Best listening experience is on Chrome, Firefox or Safari. Subscribe to Federal Drive’s daily audio interviews on Apple Podcasts or PodcastOne.
The effort to overhaul federal cyber defenses has “momentum” behind it, most notably in helping agencies distill broad cybersecurity objectives into specific technology investments as part of the annual budgeting process, according to White House leaders.
Federal Chief Information Security Officer Chris DeRusha said the White House’s zero trust strategy gives cybersecurity leaders the ability to “disaggregate and do strategy-based budgeting all the way down to a technology investment.”
The strategy lays out five zero trust “pillars” and corresponding actions agencies should take before the end of fiscal 2024.

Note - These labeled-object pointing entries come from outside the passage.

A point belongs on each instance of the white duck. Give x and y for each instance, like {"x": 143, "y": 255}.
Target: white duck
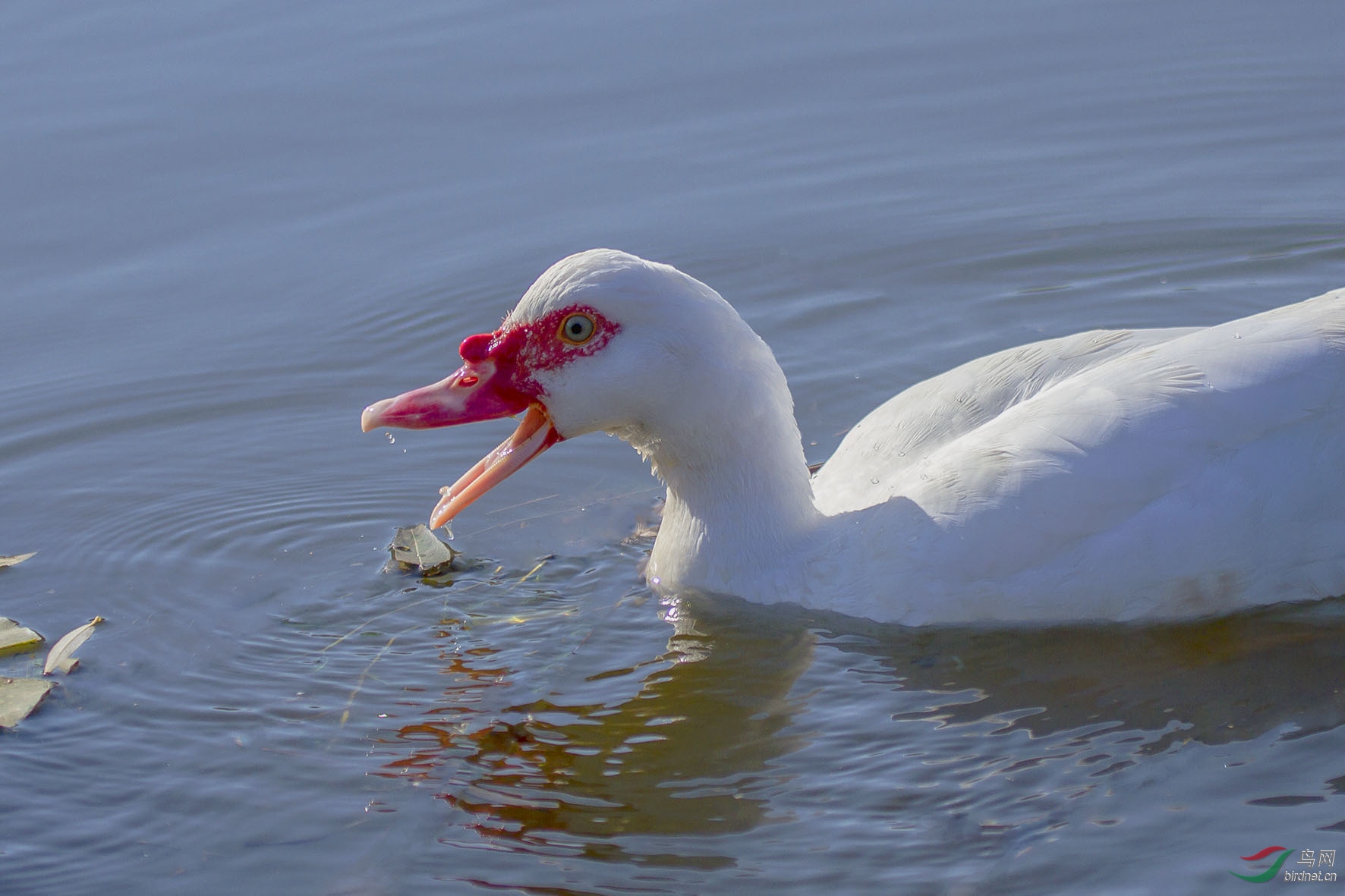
{"x": 1111, "y": 475}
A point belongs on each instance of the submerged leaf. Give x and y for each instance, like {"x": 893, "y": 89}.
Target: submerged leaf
{"x": 15, "y": 637}
{"x": 61, "y": 652}
{"x": 19, "y": 697}
{"x": 418, "y": 548}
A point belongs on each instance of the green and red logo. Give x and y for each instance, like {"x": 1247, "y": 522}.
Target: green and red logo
{"x": 1270, "y": 872}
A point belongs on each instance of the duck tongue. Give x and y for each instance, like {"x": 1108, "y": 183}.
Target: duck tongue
{"x": 533, "y": 436}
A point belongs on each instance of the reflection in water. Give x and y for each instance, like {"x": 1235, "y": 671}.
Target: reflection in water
{"x": 689, "y": 753}
{"x": 1212, "y": 681}
{"x": 701, "y": 739}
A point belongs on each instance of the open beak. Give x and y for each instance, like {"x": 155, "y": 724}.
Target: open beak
{"x": 477, "y": 391}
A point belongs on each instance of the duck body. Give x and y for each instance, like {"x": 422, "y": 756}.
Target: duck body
{"x": 1110, "y": 475}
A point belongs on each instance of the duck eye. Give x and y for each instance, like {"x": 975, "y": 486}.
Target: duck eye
{"x": 578, "y": 329}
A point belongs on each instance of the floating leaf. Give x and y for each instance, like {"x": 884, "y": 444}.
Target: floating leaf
{"x": 15, "y": 637}
{"x": 418, "y": 548}
{"x": 19, "y": 697}
{"x": 61, "y": 652}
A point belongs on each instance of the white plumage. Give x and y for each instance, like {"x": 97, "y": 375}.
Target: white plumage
{"x": 1111, "y": 475}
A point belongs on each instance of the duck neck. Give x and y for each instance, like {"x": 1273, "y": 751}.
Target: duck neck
{"x": 739, "y": 492}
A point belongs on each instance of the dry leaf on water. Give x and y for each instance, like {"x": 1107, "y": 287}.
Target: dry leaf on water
{"x": 418, "y": 548}
{"x": 61, "y": 652}
{"x": 15, "y": 637}
{"x": 19, "y": 697}
{"x": 15, "y": 560}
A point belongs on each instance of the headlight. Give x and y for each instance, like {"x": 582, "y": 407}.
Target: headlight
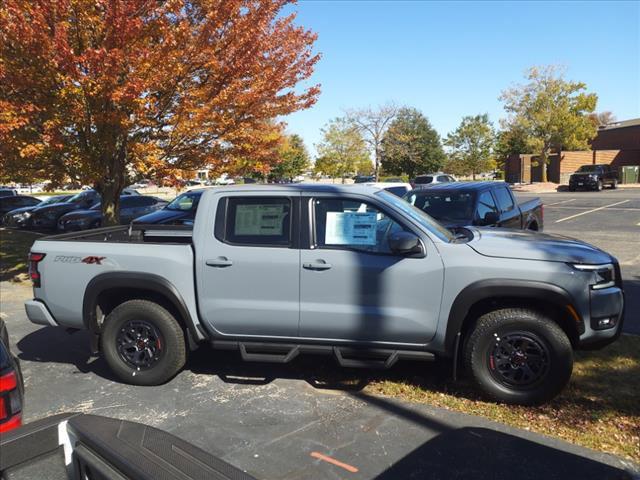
{"x": 604, "y": 276}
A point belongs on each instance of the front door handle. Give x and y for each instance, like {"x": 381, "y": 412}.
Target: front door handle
{"x": 219, "y": 262}
{"x": 317, "y": 265}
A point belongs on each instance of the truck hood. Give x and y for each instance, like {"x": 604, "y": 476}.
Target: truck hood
{"x": 506, "y": 243}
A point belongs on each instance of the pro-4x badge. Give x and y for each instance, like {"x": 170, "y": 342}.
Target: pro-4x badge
{"x": 91, "y": 260}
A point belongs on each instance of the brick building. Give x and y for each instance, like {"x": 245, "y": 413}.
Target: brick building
{"x": 617, "y": 144}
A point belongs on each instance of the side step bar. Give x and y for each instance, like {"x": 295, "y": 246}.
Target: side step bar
{"x": 348, "y": 357}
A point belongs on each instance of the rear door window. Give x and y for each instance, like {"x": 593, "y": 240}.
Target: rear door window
{"x": 505, "y": 201}
{"x": 261, "y": 221}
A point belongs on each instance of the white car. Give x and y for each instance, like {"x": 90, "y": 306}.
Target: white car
{"x": 397, "y": 188}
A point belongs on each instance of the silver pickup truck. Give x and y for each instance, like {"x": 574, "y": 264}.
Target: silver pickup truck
{"x": 358, "y": 273}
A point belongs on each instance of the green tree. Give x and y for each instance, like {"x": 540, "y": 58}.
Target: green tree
{"x": 551, "y": 111}
{"x": 471, "y": 146}
{"x": 294, "y": 159}
{"x": 342, "y": 152}
{"x": 411, "y": 145}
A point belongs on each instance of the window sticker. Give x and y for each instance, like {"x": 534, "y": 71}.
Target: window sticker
{"x": 259, "y": 219}
{"x": 350, "y": 228}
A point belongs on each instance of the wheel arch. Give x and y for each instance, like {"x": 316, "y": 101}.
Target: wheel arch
{"x": 486, "y": 295}
{"x": 108, "y": 290}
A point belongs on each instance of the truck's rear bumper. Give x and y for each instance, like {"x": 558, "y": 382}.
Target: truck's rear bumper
{"x": 38, "y": 313}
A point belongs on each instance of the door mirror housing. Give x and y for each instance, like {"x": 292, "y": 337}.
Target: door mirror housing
{"x": 405, "y": 243}
{"x": 490, "y": 218}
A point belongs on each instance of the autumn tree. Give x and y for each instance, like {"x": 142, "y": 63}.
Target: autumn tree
{"x": 372, "y": 123}
{"x": 602, "y": 118}
{"x": 293, "y": 159}
{"x": 552, "y": 112}
{"x": 95, "y": 89}
{"x": 471, "y": 146}
{"x": 411, "y": 145}
{"x": 342, "y": 151}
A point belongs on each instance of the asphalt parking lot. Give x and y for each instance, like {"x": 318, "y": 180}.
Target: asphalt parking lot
{"x": 310, "y": 420}
{"x": 609, "y": 220}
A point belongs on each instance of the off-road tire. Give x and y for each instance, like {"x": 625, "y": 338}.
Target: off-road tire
{"x": 172, "y": 356}
{"x": 498, "y": 326}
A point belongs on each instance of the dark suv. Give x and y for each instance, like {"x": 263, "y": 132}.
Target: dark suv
{"x": 593, "y": 177}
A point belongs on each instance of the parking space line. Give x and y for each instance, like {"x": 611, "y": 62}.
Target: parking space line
{"x": 591, "y": 211}
{"x": 558, "y": 203}
{"x": 333, "y": 461}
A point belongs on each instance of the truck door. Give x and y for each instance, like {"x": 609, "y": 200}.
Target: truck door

The Biden administration is currently in the middle of building the FY24 budget, and DeRusha said the zero trust strategy is helping his team have “meaningful conversations” with budgeteers across government.
“We can do that by in each budget build saying, ‘These are the capabilities inside this pillar of zero trust,’ and if you’re looking for an investment in X, Y or Z tooling, it fits here,” DeRusha said during the Authenticate 22 conference on Monday. “You can bring that back to us, we get that data. And then we can build back up and have a sense for each pillar, how much people are investing over each individual budget year, and then how much at an aggregate level they’re investing in their zero trust strategy implementation.”
“I’m just trying to see if we can keep building off that success by being compelling, and showing with data the need for these investments, because that’s what’s been missing from it,” he said. “If you can’t fund these things, you’re not doing much. And so it’s really, really important that you use that data to drive those investments.”
TMF driving zero trust lessons
While most agencies have had to find room in existing budgets to begin implementing zero trust architectures, a handful have received funding for zero trust investments through the Technology Modernization Fund.
They include the U.S. Agency for International Development, the Agriculture Department, the Office of Personnel Management, the Education Department, and the General Services Administration.
But DeRusha said the TMF’s zero trust investments came with some strings attached.
“The compact is we need it to be an enterprise good,” DeRusha said about the TMF investments. “What you learn from this, we want to pull back in and work with [the Cybersecurity and Infrastructure Security Agency] and others from the center point to learn those lessons. And it’s been really cool, because a lot of these agencies we picked up front, they’ve been in communities of practice we set up, engagements that we have with our industry or academia partners.”
The zero trust strategy puts a premium on enterprise identity and access controls, including multifactor authentication. It requires agencies to adopt “phishing resistant” authenticators, like those developed by the FIDO Alliance, in addition to the Personal Identity Verification card.
Adversaries can increasingly automate phishing attacks and successfully take advantage of text message codes and push notifications that are used as part of “conventional” multifactor authentication, according to Eric Mill, senior advisor to the federal chief information officer.
“We just can’t keep using these conventional methods, when we know how easily they fall when it counts,” he said. “So we’re really focused on opening doors, and knocking down barriers to taking the phishing resistant approaches that we have and making them work. And especially knocking down barriers to pulling in newer approaches, FIDO-based ones being the big family of them, and really making better use of those inside of the federal government.”
The strategy further directs agencies to integrate multifactor authentication at the application level, rather than through a network authentication mechanism, such as a virtual private network. “In mature zero trust deployments, users strongly authenticate into applications, not into the underlying networks,” the strategy states.
Mill highlighted a part of the strategy that directs agencies to identify an internal-facing application with a “moderate” security impact under the Federal Information Security Modernization Act and make it fully accessible over the public Internet.
“That raised some heads,” Mill said. “We really do anticipate the federal government having to grapple at the application layer more effectively than it has and to invest in that space.”
CISA is also spearheading a corresponding push for the private sector, especially technology companies, to adopt multifactor authentication across the board for their products and services.
“It’s a huge transition … when you look at the federal government footprint,” DeRusha said. “We still are pushing for MFA of any kind everywhere, while we’re also pushing for FIDO technology and phishing resistant, strong authentication. It’s going to have to be a balance based on risk as we’ve looked at the type of assets we’re protecting and where we put our efforts first, and investments and metric-ing and all that. It’s going to be a big transition.”